On the whole, the government’s choice to fund anti-tobacco ads is a losing strategy, as the benefits do not outweigh the costs. Having teenagers consume less tobacco does not outweigh them having inferior health insurance from the Affordable Care Act or no health insurance at all. Not using tobacco improves only lung and mouth health, while not having health insurance can put children at risk for problems with all parts and aspects of the body. Voters should petition legislators to end these advertisements, as they hurt everyday citizens at the expense of providing government bureaucracies with things to do to keep busy.

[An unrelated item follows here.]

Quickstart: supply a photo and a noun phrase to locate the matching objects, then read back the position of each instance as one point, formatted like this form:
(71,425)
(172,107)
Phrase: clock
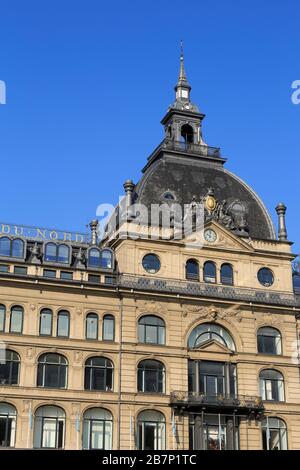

Clearly, the Department of Health and Human Service and the FDA’s practice of funding anti-tobacco ads is a flawed policy that should be ended. Any policy that bankrupts itself is a policy that should not exist! Although the policy may slightly reduce tobacco use among teens, it indirectly leads to less funding to children’s health insurance. This can leave children vulnerable to an onslaught of health related-issues much worse than marred mouths and lungs. Instead of their current agenda, both departments should stop funding the advertisements and instead channel money to pay for CHIP directly so that all children can receive the health insurance they need. This way, the opportunity cost incurred will be much lower than the opportunity cost in the current policy. If more taxpayers knew about the other “edge” of this ad-funding policy, they would be outraged and would demand either an end to the anti-tobacco ad campaign targeted at teens or a new source of funding for CHOP other than a tobacco excise tax. Furthermore, knowledge of the government causing a reduction of children’s health would perplex and even trouble average citizens. It would make them question whether or not government interference in the free market is even beneficial to society, even if the government acts with seemingly good intentions.